Intravitreal K9-C-peptide inhibits hyperglycemia-induced VE-cadherin disassembly and stress fiber formation in the retinas of PDR mice. Diabetic mice (DM) were supplemented for 16 weeks with two intravitreal injections of PBS (DM+Vehicle), K8 polypeptide (DM+K8), K9-C-peptide (DM+K9-C-pep), or C-peptide (DM+C-pep). VE-cadherin disruption (A) and stress fiber formation (B) were then analyzed in the retinas of the mice. A. Representative images of VE-cadherin in the superficial and deep plexus layers of whole-mounted retinas. The right column of each group displays enlarged images of the square areas in the left column. Arrows indicate disrupted adherens junction. Scale bar, 50 μm. B. Representative images of stress fibers in the deep plexus. Scale bar, 50 μm.

Figure 7

Detailed investigation of pathological neovascularization in the deep plexus of PDR mouse retinas. Diabetic mice were supplemented for 16 weeks with two intravitreal injections of PBS (DM+Vehicle), K8 polypeptide (DM+K8), K9-C-peptide (DM+K9-C-pep), or C-peptide (DM+C-pep). Angiogenesis was then visualized by Alexa 647-isolectin B4 staining (red) in whole-mounted retinas (A-E) and retinal sections (F and G). A. Representative images of vascular organization (red) in the superficial (Scale bar, 200 μm) and deep plexus (Scale bar, 100 μm) layers of whole-mounted retinas. The bottom row of each group displays enlarged images of the square areas in the top row.
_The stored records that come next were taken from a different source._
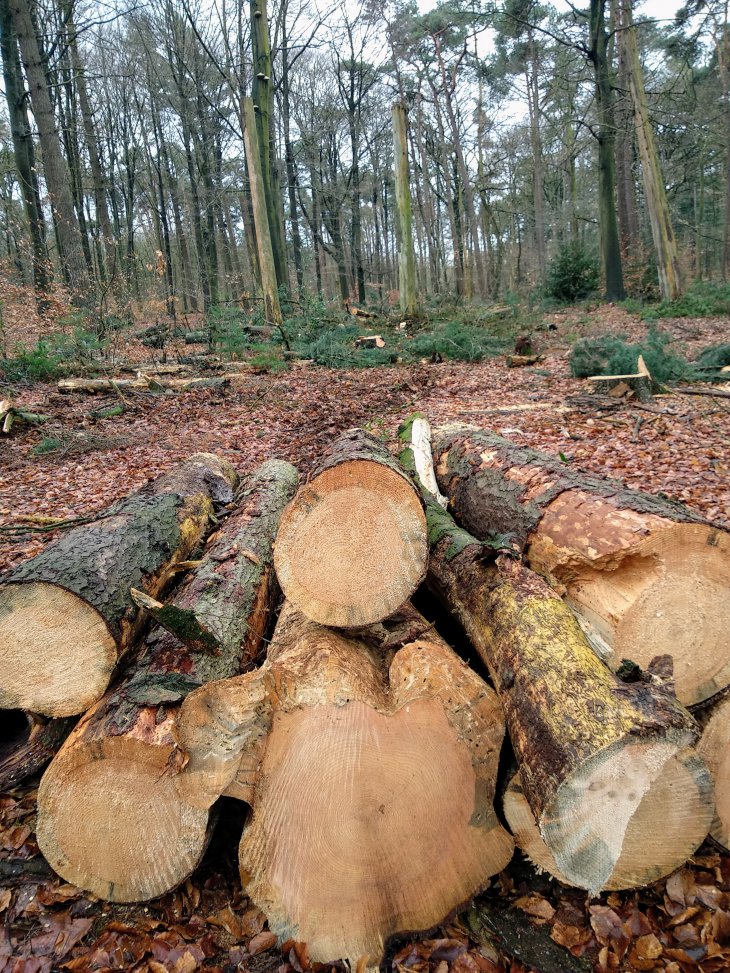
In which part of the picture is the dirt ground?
[0,309,730,973]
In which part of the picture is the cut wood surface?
[697,694,730,851]
[434,427,730,706]
[275,429,428,628]
[398,414,713,893]
[0,453,238,716]
[37,460,297,902]
[178,604,512,969]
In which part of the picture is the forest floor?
[0,307,730,973]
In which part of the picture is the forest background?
[0,0,730,355]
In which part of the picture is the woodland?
[0,0,730,973]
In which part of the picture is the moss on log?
[38,460,297,902]
[435,427,730,706]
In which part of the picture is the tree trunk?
[38,460,297,902]
[697,694,730,851]
[0,710,75,793]
[621,0,683,301]
[0,453,237,716]
[243,98,283,326]
[402,414,712,894]
[276,429,428,628]
[178,604,512,969]
[248,0,289,287]
[435,428,730,706]
[9,0,92,305]
[0,0,51,300]
[392,103,418,318]
[589,0,626,301]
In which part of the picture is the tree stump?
[178,605,512,969]
[275,429,428,628]
[37,461,297,902]
[0,453,238,716]
[435,427,730,706]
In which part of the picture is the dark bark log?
[0,453,237,716]
[435,427,730,706]
[403,414,713,893]
[276,429,428,628]
[38,460,297,902]
[0,710,76,792]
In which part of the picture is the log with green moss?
[275,429,428,628]
[398,414,713,893]
[434,426,730,706]
[38,460,297,902]
[0,453,238,716]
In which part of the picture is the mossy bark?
[38,460,297,901]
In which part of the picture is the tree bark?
[402,414,712,894]
[8,0,92,305]
[697,694,730,851]
[178,605,512,969]
[0,453,237,716]
[435,427,730,706]
[38,460,297,902]
[621,0,683,301]
[276,429,428,628]
[392,103,418,318]
[0,0,51,300]
[588,0,626,301]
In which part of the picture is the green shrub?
[406,323,507,361]
[694,343,730,371]
[545,242,600,304]
[570,329,692,383]
[0,339,66,382]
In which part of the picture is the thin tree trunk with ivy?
[392,102,418,318]
[620,0,683,301]
[588,0,626,301]
[0,0,51,300]
[243,97,283,328]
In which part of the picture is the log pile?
[0,417,730,969]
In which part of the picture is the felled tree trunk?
[178,604,512,969]
[0,453,238,716]
[697,695,730,851]
[275,429,428,628]
[0,710,74,793]
[58,375,229,395]
[398,414,713,893]
[37,460,297,902]
[435,427,730,706]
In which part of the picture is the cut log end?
[504,742,713,894]
[697,696,730,851]
[240,700,512,967]
[547,520,730,706]
[275,460,428,628]
[0,581,117,716]
[37,728,208,902]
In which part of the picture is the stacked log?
[178,604,513,969]
[0,417,730,969]
[0,453,237,716]
[38,461,297,902]
[275,429,428,628]
[434,427,730,706]
[403,418,713,893]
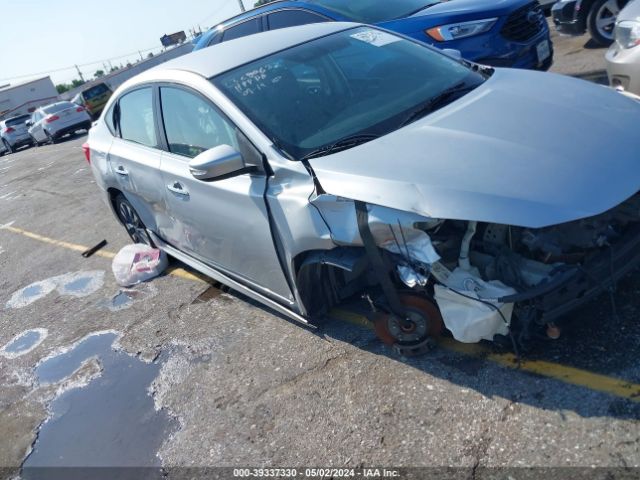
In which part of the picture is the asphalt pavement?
[0,29,640,478]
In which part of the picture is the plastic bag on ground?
[111,243,169,287]
[435,268,516,343]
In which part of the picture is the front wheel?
[587,0,626,47]
[114,193,155,247]
[372,295,444,356]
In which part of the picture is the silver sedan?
[85,23,640,354]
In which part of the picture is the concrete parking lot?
[0,29,640,479]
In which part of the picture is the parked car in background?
[551,0,628,46]
[538,0,558,15]
[0,115,33,153]
[89,23,640,353]
[195,0,553,70]
[71,82,113,119]
[27,102,91,145]
[605,0,640,95]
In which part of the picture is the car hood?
[309,69,640,228]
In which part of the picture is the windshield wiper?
[400,82,478,127]
[300,133,380,161]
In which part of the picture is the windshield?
[212,27,484,160]
[307,0,440,23]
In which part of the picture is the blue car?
[195,0,553,70]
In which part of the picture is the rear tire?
[113,193,155,247]
[587,0,626,47]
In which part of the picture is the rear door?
[107,86,167,236]
[6,115,31,140]
[29,110,47,142]
[159,86,291,302]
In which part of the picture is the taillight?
[82,143,91,164]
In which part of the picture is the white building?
[0,77,58,120]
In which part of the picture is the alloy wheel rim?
[120,203,148,243]
[596,0,620,40]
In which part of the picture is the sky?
[0,0,253,86]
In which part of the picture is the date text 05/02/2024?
[233,468,400,478]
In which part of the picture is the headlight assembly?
[425,18,498,42]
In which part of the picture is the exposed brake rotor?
[372,295,443,356]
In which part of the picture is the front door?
[160,87,292,302]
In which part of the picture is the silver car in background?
[84,23,640,354]
[0,115,33,153]
[605,0,640,95]
[27,102,91,145]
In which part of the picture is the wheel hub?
[372,295,443,356]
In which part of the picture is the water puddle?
[0,328,47,358]
[100,283,158,312]
[5,270,104,308]
[22,332,177,480]
[5,279,56,308]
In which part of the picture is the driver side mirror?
[189,145,254,180]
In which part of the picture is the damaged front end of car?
[297,194,640,355]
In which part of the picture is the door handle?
[167,182,189,196]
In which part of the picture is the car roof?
[195,0,349,50]
[137,22,362,83]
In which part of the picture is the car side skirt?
[148,231,311,326]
B-E. Quantitation of indexes of vascularity in whole-mounted retinas (n = 6): vascular area (B), vessel length (C), number of junctions (D), and lacunarity (E). F. Representative images of retinal vasculatures (red) in retinal sections with nuclear counterstaining using DAPI (blue). Scale bar, 100 μm. G. The number of vessels in the deep plexus layer of retinal sections (n = 6). Statistical significance was determined using one-way ANOVA with Holm-Sidak`s multiple comparisons test. NS, non-significant; ∗∗∗P < 0.001.

Figure 8

Schematic depicting the ultra-prolonged therapeutic effect of intravitreal K9-C-peptide on vascular leakage, inflammation, microglia activation, and neovascularization in the retinas of diabetic mice. NPDR, non-proliferative diabetic retinopathy; PDR, proliferative diabetic retinopathy; VEGF, vascular endothelial growth factor; PEDF, pigment epithelium-derived factor.